R.G.: “Sosyalist Parti’ye katılmaya karar verdim. Çünkü eşitlik, özgürlük ve dayanışma gibi değerlerin yanı sıra her türlü ayrımcılığa ve ırkçılığa karşı mücadele eden bir parti olduğu için. Daha kapsayıcı ve dayanışmacı bir toplum inşa etmek için çalisan bir parti olduğu için.”
“Sloganım ‘Birlikte yaşamak mı?’ Evet, hala mümkün!”
R.G.: “Mevcut İktidar her şeyi güllük gülistanlık gibi göstermeye çalışsada, Namur’da insanlar kendilerini her yerde güvende hissetmiyor. Ciddi güvenlik problemleri var. Ev kiraları aldı başını gidiyor. Namur’da yaşamak dar gelirli vatandaslar için çok zorlaştı. Fakirlik ve sokaklarda yatan insan sayısı gün geçtikçe artıyor. Kanunların gittikçe katılaşması, dernek ve STK’ların ödenek alamamaları ve kendi imkanlarıyla ayakta durmaya çalışmaları bu sektörün zor şartlarda olduğunun somut göstergesidir.”

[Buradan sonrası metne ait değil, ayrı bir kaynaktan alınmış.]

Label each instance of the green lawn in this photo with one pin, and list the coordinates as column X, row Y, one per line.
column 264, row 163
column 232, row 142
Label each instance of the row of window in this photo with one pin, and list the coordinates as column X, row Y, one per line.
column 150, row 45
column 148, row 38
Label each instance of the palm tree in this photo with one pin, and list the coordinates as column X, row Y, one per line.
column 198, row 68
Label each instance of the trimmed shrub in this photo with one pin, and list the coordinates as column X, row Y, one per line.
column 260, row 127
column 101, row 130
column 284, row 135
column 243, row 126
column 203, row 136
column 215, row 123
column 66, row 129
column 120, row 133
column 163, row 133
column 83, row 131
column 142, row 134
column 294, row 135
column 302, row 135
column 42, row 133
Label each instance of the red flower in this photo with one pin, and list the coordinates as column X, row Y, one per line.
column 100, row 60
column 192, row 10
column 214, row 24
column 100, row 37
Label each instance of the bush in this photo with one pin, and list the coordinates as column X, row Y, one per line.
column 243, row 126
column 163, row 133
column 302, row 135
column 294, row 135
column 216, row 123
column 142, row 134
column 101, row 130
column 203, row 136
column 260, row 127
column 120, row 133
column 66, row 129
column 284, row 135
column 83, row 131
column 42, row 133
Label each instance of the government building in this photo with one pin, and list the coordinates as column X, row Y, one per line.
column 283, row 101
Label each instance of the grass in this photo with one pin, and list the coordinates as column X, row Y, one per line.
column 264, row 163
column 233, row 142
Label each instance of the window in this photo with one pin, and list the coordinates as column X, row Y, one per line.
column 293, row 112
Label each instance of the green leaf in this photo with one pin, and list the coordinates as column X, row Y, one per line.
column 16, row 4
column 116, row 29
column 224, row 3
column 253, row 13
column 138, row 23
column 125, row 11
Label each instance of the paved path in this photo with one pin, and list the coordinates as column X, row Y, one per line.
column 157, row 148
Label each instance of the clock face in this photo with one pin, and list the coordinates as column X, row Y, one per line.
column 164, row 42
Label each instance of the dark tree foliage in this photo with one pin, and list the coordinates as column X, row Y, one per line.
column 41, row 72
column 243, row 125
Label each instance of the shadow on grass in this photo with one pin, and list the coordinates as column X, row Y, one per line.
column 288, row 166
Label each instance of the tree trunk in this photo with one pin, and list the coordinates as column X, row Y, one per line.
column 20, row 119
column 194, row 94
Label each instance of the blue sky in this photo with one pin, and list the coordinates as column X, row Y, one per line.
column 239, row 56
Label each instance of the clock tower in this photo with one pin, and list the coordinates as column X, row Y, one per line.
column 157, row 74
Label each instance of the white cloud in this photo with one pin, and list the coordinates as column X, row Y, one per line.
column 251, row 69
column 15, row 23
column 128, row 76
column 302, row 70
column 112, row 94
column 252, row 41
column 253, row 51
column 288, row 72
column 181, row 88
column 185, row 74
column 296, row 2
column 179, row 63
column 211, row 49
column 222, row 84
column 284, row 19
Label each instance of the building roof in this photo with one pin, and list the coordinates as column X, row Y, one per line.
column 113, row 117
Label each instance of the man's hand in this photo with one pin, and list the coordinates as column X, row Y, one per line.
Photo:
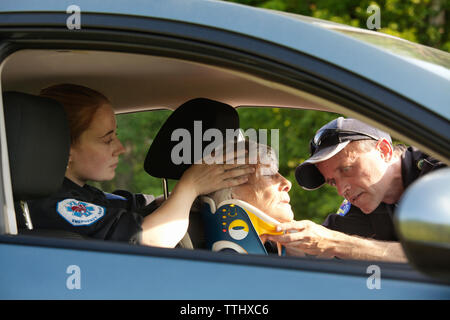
column 311, row 238
column 308, row 237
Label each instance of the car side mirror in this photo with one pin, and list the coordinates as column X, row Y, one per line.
column 422, row 221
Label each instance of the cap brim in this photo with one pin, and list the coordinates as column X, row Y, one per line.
column 307, row 174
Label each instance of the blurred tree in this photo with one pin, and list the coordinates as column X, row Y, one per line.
column 423, row 21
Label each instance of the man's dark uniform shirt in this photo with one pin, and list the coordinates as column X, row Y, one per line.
column 90, row 212
column 379, row 223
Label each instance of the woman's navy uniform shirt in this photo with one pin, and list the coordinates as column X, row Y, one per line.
column 90, row 212
column 379, row 223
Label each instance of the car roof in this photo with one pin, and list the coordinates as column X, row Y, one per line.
column 424, row 82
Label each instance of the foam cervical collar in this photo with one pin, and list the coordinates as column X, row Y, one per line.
column 236, row 225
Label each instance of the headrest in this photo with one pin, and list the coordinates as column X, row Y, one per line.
column 212, row 114
column 38, row 144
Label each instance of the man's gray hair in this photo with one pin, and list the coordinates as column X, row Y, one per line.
column 264, row 155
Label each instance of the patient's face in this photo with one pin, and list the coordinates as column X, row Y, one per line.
column 267, row 190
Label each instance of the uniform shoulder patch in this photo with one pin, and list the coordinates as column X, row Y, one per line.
column 344, row 208
column 79, row 213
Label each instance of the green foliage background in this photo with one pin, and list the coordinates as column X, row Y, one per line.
column 422, row 21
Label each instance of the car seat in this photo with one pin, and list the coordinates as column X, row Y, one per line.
column 38, row 140
column 203, row 221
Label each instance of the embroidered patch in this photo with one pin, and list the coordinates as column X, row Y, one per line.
column 79, row 213
column 344, row 208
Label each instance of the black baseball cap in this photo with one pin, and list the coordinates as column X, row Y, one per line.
column 328, row 141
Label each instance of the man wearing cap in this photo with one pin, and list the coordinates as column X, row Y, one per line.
column 372, row 174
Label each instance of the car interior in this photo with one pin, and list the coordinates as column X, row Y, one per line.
column 133, row 83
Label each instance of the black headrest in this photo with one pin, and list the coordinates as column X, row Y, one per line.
column 212, row 114
column 38, row 139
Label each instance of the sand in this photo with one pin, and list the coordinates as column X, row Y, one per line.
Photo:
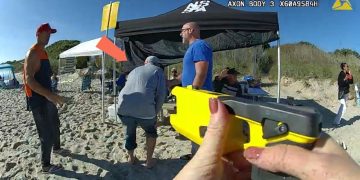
column 97, row 147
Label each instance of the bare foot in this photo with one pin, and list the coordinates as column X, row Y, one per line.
column 133, row 159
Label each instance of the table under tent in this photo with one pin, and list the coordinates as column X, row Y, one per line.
column 222, row 27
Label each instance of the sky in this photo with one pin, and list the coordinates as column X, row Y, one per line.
column 81, row 20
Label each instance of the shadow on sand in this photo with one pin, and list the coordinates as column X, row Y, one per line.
column 164, row 169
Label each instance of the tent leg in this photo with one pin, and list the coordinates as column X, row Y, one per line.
column 114, row 84
column 102, row 86
column 279, row 69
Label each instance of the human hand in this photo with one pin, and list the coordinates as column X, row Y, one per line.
column 326, row 161
column 223, row 73
column 56, row 99
column 208, row 162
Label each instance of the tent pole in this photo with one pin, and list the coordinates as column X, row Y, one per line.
column 279, row 69
column 103, row 70
column 114, row 84
column 59, row 73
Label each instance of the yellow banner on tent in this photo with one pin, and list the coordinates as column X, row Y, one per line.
column 110, row 11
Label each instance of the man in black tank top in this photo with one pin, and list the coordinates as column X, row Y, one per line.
column 42, row 101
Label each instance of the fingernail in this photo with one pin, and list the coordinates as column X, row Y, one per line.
column 213, row 105
column 253, row 153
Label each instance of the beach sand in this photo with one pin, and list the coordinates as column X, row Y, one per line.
column 97, row 147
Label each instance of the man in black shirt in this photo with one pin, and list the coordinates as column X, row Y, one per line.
column 344, row 80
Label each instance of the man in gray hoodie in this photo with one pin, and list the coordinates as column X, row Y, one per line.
column 139, row 102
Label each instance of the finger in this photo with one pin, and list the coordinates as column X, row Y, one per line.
column 214, row 138
column 238, row 160
column 291, row 160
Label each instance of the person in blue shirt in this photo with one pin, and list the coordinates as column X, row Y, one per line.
column 197, row 65
column 197, row 62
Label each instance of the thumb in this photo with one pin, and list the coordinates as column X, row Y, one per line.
column 217, row 129
column 292, row 160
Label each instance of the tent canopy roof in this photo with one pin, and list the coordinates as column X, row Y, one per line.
column 6, row 66
column 222, row 27
column 87, row 48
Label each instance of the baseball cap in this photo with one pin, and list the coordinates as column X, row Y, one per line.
column 233, row 71
column 45, row 28
column 153, row 60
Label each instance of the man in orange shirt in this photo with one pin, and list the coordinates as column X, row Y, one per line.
column 37, row 80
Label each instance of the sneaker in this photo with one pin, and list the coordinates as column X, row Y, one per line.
column 62, row 152
column 51, row 169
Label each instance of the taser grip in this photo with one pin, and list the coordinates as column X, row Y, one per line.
column 252, row 123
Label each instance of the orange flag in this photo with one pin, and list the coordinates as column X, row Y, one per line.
column 111, row 49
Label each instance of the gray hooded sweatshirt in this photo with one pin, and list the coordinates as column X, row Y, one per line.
column 144, row 92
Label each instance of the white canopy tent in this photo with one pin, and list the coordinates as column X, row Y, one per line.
column 87, row 48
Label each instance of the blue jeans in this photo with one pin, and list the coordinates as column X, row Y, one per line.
column 47, row 124
column 148, row 125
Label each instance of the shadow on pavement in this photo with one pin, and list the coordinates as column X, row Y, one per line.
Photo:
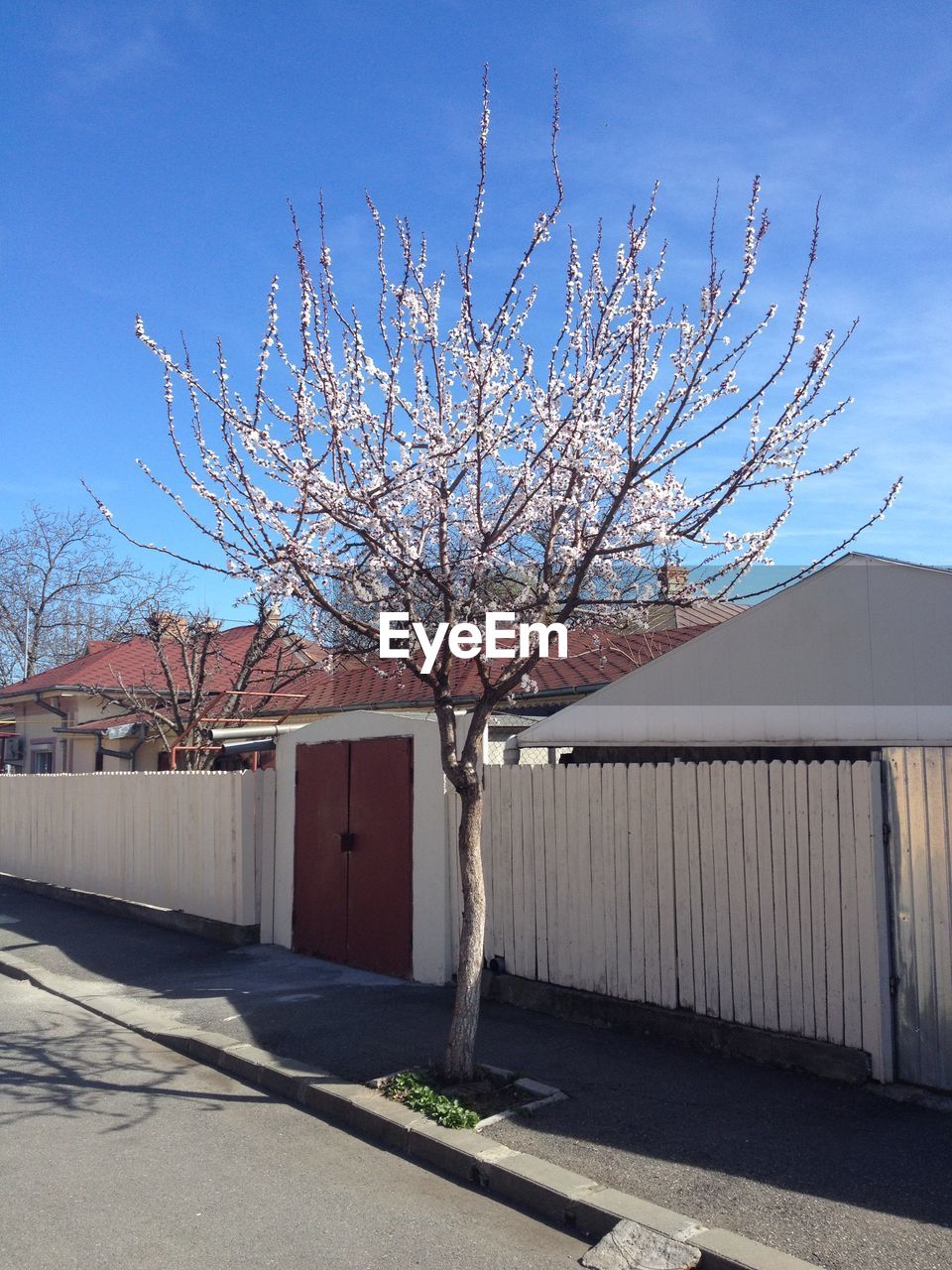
column 635, row 1107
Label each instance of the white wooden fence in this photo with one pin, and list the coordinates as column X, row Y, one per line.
column 751, row 892
column 920, row 817
column 181, row 841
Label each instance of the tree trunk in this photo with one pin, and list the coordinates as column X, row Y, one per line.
column 461, row 1046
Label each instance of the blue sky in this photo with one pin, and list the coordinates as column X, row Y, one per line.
column 149, row 151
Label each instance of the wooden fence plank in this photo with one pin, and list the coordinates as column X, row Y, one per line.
column 595, row 908
column 780, row 898
column 665, row 885
column 644, row 985
column 708, row 889
column 793, row 964
column 852, row 984
column 722, row 897
column 766, row 893
column 682, row 810
column 752, row 893
column 833, row 905
column 624, row 862
column 737, row 883
column 562, row 948
column 610, row 881
column 543, row 820
column 817, row 899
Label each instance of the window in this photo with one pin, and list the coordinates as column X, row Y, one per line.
column 41, row 761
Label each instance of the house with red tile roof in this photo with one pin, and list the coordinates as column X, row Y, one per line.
column 126, row 705
column 112, row 708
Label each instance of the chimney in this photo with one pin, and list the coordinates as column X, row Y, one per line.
column 671, row 580
column 168, row 625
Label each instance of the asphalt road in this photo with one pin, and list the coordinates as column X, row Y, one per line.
column 118, row 1152
column 828, row 1173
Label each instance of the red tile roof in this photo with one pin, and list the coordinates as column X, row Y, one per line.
column 593, row 661
column 594, row 658
column 134, row 665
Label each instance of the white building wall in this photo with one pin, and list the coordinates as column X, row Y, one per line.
column 858, row 654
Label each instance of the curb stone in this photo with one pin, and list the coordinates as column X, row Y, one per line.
column 535, row 1184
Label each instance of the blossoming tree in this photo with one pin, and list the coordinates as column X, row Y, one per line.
column 416, row 460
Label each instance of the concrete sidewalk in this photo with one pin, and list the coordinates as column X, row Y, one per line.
column 826, row 1173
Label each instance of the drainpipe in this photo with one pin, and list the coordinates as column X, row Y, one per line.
column 46, row 705
column 253, row 731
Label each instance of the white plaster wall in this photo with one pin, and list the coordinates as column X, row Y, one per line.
column 858, row 654
column 431, row 953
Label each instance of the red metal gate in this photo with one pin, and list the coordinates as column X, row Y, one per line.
column 353, row 853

“Zengin kesimlerin temsil edildiğini görüyoruz”
R.G.: “Kültür sektöründe sürekli zengin kesimlerin temsil edildiğini görüyoruz. Örneğin Namur tiyatrosunda neden kültürlerarası bir etkinlik düzenlenmesin? Düzenlememiz lazım artık. En son 23 Nisan çocuk bayramı etkinliğini 2000 yılında Namur Kültür Merkezinde gerçeklestirmiştik. Daha sonra? 4 duvar arasında ya da küçük salonlarda bu tip organizasyonları yaptık. Neden dünya çocuk bayramını diğer kültürlere mensup çocuklarla daha kapsamlı bir şekilde düzenlemeyelim? Hayalperest değilim ama hiçbir şey imkansız değil.”
“Türkiye siyasetini takip ediyorlardı”
R.G.: “Son olarakta şunu söylemek istiyorum, Namur’de gündemin değişmesi beni ayrıca mutlu ediyor. Önceleri yaşadıkları ülkenin gündeminden kopuk bir sekilde vatandaşlarımız genel olarak daha çok Türkiye siyasetini takip ediyorlardı. Artık Belçika siyasetini bilhassa yerel siyasi gündemi daha fazla takip etmeleri için vesile olacağıma inaniyorum attığım bu adımla. Umarım bu attığım adımla, yüksek okul ve üniversite bitirmiş gençlerimizin siyasete atılmasına sebep olur. Değerli Namurlu hemşehrim, 13 Ekim 2024’te sizlerle birlikte olmayı sabırsızlıkla bekliyorum.”